Ecosyste.ms: Awesome
An open API service indexing awesome lists of open source software.
https://github.com/krlmlr/enc
A simple class for storing UTF-8 strings
https://github.com/krlmlr/enc
character-encoding r utf-8
Last synced: 3 months ago
JSON representation
A simple class for storing UTF-8 strings
- Host: GitHub
- URL: https://github.com/krlmlr/enc
- Owner: krlmlr
- Archived: true
- Created: 2016-06-13T20:25:10.000Z (over 8 years ago)
- Default Branch: main
- Last Pushed: 2024-01-24T00:28:33.000Z (10 months ago)
- Last Synced: 2024-06-04T23:02:43.849Z (5 months ago)
- Topics: character-encoding, r, utf-8
- Language: R
- Homepage: https://krlmlr.github.io/enc
- Size: 428 KB
- Stars: 16
- Watchers: 3
- Forks: 3
- Open Issues: 4
-
Metadata Files:
- Readme: README.Rmd
Awesome Lists containing this project
- jimsghstars - krlmlr/enc - A simple class for storing UTF-8 strings (R)
README
---
output: downlit::readme_document
---# enc
[![Lifecycle: experimental](https://img.shields.io/badge/lifecycle-experimental-orange.svg)](https://www.tidyverse.org/lifecycle/#experimental)
[![rcc](https://github.com/krlmlr/enc/workflows/rcc/badge.svg)](https://github.com/krlmlr/enc/actions)
[![codecov](https://codecov.io/gh/krlmlr/enc/branch/master/graph/badge.svg)](https://codecov.io/gh/krlmlr/enc)
[![CRAN_Status_Badge](https://www.r-pkg.org/badges/version/enc)](https://cran.r-project.org/package=enc)Portable tools for UTF-8 character data
## R and character encoding
The [character encoding](https://en.wikipedia.org/wiki/Character_encoding) of determines the translation of the letters, digits, or other codepoints (atomic components of a text) into a sequence of bytes.
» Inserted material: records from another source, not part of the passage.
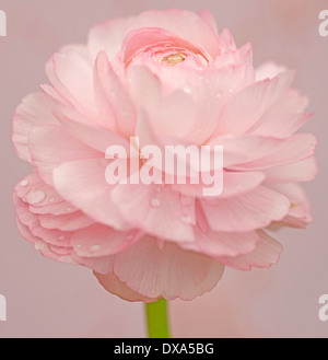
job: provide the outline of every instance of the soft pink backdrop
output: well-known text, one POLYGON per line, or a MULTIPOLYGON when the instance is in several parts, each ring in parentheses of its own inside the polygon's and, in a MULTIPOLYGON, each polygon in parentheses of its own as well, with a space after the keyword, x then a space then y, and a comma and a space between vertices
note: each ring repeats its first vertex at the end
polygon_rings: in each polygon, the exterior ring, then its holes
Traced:
POLYGON ((276 59, 298 70, 296 85, 311 97, 320 174, 306 185, 315 223, 281 231, 284 253, 268 270, 226 270, 216 289, 192 302, 171 305, 176 337, 327 337, 318 298, 328 293, 327 131, 328 37, 318 34, 327 0, 1 0, 8 37, 0 38, 1 241, 0 294, 8 322, 0 337, 142 337, 142 304, 106 293, 89 270, 43 258, 23 241, 11 205, 13 185, 28 172, 11 144, 11 117, 28 92, 46 81, 44 65, 68 43, 84 42, 99 21, 147 9, 212 11, 238 45, 250 40, 255 62, 276 59))

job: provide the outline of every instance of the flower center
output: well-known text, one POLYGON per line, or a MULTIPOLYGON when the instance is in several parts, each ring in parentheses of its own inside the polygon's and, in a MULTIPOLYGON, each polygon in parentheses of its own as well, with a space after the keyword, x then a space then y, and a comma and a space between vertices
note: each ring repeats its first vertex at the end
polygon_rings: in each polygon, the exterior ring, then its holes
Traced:
POLYGON ((172 54, 166 56, 162 59, 162 62, 167 65, 168 67, 173 67, 177 65, 178 62, 183 62, 186 60, 186 57, 183 54, 172 54))

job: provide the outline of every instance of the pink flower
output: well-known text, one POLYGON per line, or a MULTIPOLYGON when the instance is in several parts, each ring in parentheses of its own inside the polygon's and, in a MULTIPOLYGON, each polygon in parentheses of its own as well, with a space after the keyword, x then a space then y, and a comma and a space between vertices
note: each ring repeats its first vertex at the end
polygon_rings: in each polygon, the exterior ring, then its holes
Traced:
POLYGON ((224 266, 277 263, 268 228, 312 221, 300 182, 315 177, 312 115, 294 72, 253 67, 208 12, 148 11, 96 25, 87 45, 60 49, 51 85, 13 119, 17 154, 36 172, 14 190, 17 225, 49 258, 94 270, 130 301, 191 300, 224 266), (224 147, 223 193, 202 185, 108 185, 105 151, 155 143, 224 147))

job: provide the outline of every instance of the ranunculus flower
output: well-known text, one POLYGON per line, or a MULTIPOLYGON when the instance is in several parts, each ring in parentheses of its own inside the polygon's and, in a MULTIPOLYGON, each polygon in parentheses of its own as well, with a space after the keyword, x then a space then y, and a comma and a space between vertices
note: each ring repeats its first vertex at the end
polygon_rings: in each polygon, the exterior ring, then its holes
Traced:
POLYGON ((96 25, 46 66, 51 85, 13 119, 19 155, 35 172, 14 190, 19 229, 49 258, 81 264, 130 301, 191 300, 224 266, 277 263, 267 232, 312 221, 300 182, 315 177, 312 115, 294 72, 253 67, 208 12, 148 11, 96 25), (110 144, 221 144, 224 188, 108 185, 110 144))

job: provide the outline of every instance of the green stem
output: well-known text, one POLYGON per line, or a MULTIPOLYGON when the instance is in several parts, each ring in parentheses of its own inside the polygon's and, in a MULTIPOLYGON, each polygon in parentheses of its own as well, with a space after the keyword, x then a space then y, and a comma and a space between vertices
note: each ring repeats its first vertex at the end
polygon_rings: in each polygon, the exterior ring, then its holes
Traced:
POLYGON ((169 338, 166 300, 145 304, 148 335, 150 338, 169 338))

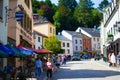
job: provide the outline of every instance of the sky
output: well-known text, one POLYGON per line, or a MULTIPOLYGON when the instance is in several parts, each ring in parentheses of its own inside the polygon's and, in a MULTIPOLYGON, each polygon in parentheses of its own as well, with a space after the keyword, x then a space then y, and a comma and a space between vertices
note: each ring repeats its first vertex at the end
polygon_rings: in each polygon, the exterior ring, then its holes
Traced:
MULTIPOLYGON (((39 1, 41 1, 41 0, 39 0, 39 1)), ((42 0, 42 1, 44 1, 44 0, 42 0)), ((76 1, 78 2, 79 0, 76 0, 76 1)), ((103 1, 103 0, 92 0, 92 2, 94 3, 94 7, 97 8, 99 6, 99 4, 101 3, 101 1, 103 1)), ((108 1, 111 1, 111 0, 108 0, 108 1)), ((58 0, 51 0, 51 2, 57 4, 58 0)))

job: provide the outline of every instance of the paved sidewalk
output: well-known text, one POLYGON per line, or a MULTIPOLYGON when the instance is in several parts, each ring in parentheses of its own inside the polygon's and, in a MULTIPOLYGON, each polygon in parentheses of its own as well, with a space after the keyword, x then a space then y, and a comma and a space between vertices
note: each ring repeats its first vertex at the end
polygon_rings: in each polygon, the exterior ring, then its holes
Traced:
MULTIPOLYGON (((94 60, 94 59, 91 59, 91 61, 95 61, 95 60, 94 60)), ((118 72, 120 72, 120 66, 119 66, 119 67, 109 67, 109 63, 103 61, 103 59, 98 60, 98 61, 95 61, 95 62, 96 62, 97 64, 103 65, 103 66, 105 66, 105 67, 107 67, 107 68, 109 68, 109 69, 111 69, 111 70, 113 70, 113 71, 118 71, 118 72)))

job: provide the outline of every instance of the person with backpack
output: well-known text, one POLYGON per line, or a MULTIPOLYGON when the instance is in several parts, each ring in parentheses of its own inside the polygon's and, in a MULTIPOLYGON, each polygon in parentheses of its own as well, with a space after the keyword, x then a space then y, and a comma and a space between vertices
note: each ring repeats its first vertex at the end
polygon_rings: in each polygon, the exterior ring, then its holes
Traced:
POLYGON ((50 61, 50 58, 48 58, 46 66, 47 66, 47 79, 52 80, 53 63, 50 61))

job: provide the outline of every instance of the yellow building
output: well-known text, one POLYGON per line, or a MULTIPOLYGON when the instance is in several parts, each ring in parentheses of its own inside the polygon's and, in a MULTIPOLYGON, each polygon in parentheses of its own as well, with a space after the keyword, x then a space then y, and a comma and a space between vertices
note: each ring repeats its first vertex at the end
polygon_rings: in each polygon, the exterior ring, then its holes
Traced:
POLYGON ((8 42, 17 46, 33 46, 33 18, 31 0, 10 0, 8 20, 8 42), (17 22, 15 13, 23 11, 22 22, 17 22))
MULTIPOLYGON (((33 47, 33 16, 31 0, 9 0, 9 16, 8 16, 8 43, 14 46, 22 45, 25 47, 33 47), (16 12, 22 11, 24 16, 21 22, 16 18, 16 12)), ((12 66, 21 66, 20 58, 8 59, 8 63, 12 66)), ((9 64, 8 64, 9 65, 9 64)))
POLYGON ((56 26, 48 21, 45 21, 44 23, 35 23, 34 29, 47 37, 56 35, 56 26))

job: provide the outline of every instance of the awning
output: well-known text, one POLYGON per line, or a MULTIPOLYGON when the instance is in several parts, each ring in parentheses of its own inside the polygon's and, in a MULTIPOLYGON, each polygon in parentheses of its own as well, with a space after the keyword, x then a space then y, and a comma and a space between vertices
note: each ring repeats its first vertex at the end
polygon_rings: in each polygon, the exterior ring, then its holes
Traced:
POLYGON ((26 47, 23 47, 22 45, 17 46, 17 48, 20 50, 21 53, 25 54, 25 55, 33 55, 34 51, 32 51, 31 49, 28 49, 26 47))
POLYGON ((7 58, 9 55, 2 50, 0 50, 0 58, 7 58))
POLYGON ((42 49, 36 50, 36 53, 37 54, 51 54, 52 51, 42 48, 42 49))
POLYGON ((25 54, 21 53, 15 46, 9 44, 7 44, 6 46, 15 52, 14 57, 25 57, 25 54))
POLYGON ((8 48, 6 45, 0 45, 0 50, 7 53, 10 56, 13 56, 15 54, 14 51, 8 48))

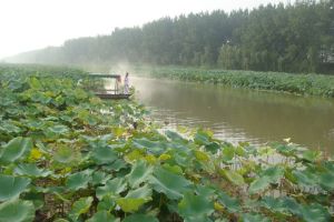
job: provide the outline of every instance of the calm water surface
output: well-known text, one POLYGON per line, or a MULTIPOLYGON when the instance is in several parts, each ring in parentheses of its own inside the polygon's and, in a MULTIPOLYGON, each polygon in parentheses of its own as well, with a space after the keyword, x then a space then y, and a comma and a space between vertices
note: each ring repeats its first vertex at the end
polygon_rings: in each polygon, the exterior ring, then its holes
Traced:
POLYGON ((130 79, 153 117, 177 125, 210 128, 236 143, 293 142, 334 152, 334 100, 145 78, 130 79))

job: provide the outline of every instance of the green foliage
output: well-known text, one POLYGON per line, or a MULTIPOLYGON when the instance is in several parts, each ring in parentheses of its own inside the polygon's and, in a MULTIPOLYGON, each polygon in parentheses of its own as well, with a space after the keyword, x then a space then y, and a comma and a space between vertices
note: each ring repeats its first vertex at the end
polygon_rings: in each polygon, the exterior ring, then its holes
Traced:
MULTIPOLYGON (((72 39, 62 47, 9 61, 106 65, 110 62, 219 67, 228 70, 333 73, 333 1, 268 3, 227 13, 163 18, 110 36, 72 39)), ((29 82, 42 87, 38 79, 29 82)), ((308 82, 301 82, 304 88, 308 82)), ((48 102, 49 98, 38 95, 48 102)))
POLYGON ((85 73, 69 69, 0 67, 0 221, 334 219, 334 162, 321 152, 164 132, 134 101, 82 92, 85 73))
POLYGON ((17 199, 0 204, 0 222, 30 222, 33 219, 35 208, 30 201, 17 199))
MULTIPOLYGON (((236 70, 208 70, 180 67, 137 68, 137 73, 145 73, 153 78, 167 78, 180 81, 223 84, 232 88, 247 88, 254 90, 269 90, 289 92, 302 95, 334 97, 334 77, 323 74, 292 74, 283 72, 255 72, 236 70)), ((202 132, 196 141, 207 143, 202 132)), ((316 153, 305 153, 305 158, 316 153)))

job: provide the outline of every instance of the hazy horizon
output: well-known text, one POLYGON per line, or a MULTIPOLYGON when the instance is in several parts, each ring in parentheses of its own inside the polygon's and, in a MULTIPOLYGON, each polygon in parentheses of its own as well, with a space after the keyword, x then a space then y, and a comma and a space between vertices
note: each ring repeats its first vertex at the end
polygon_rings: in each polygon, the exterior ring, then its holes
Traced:
POLYGON ((11 0, 1 1, 0 59, 21 52, 61 46, 68 39, 110 34, 115 28, 137 27, 163 17, 253 9, 289 0, 11 0))

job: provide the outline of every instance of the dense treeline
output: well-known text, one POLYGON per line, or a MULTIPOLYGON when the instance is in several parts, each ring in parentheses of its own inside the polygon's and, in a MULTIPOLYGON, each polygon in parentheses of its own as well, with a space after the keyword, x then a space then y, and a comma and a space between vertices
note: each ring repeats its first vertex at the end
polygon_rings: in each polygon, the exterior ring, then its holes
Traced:
POLYGON ((19 62, 202 65, 223 69, 333 72, 334 1, 267 4, 252 11, 163 18, 110 36, 68 40, 11 58, 19 62))

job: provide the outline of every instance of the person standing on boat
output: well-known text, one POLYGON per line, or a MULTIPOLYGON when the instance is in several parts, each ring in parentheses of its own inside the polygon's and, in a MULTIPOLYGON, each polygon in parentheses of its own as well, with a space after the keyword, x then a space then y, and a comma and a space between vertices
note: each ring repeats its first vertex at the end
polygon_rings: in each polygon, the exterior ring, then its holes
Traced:
POLYGON ((124 93, 129 94, 129 73, 126 73, 126 77, 124 79, 124 93))

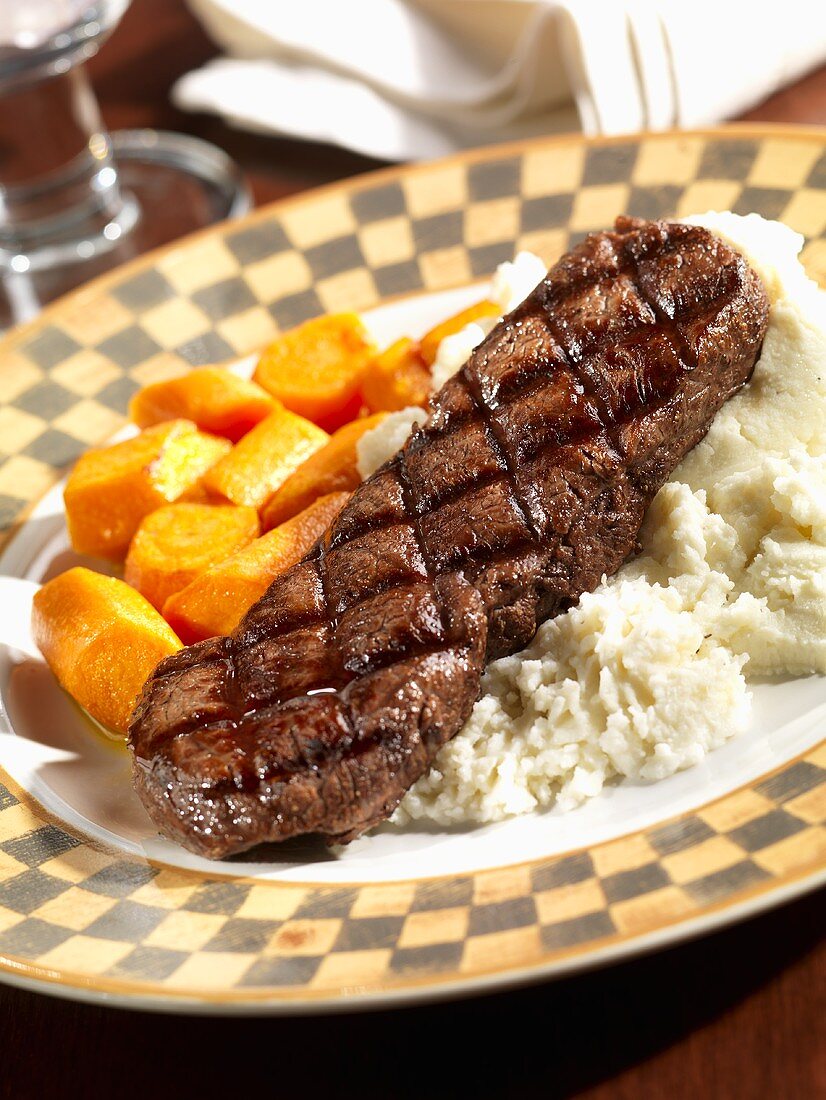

A byte sequence may translate into valid text in one character encoding, but give nonsense in other character encodings.
For historic reasons, R can store strings in different ways:
1. in the "native" encoding, the default encoding of the operating system
1. in [UTF-8](https://en.wikipedia.org/wiki/UTF-8), the most prevalent and versatile encoding nowadays
1. in "latin1", a popular encoding in Western Europe
1. as "bytes", leaving the interpretation to the userOn OS X and Linux, the "native" encoding is often UTF-8, but on Windows it is not. To add to the confusion, the encoding is a property of individual strings in a character vector, and not of the entire vector.
## Why UTF-8?
When working with text, it is advisable to use UTF-8, because it allows encoding virtually any text, even in foreign languages that contain symbols that cannot be represented in your system's native encoding. The UTF-8 encoding possesses several nice technical properties, and is by far the predominant encoding on the Web. Standardization on a "universal" encoding faciliates data exchange.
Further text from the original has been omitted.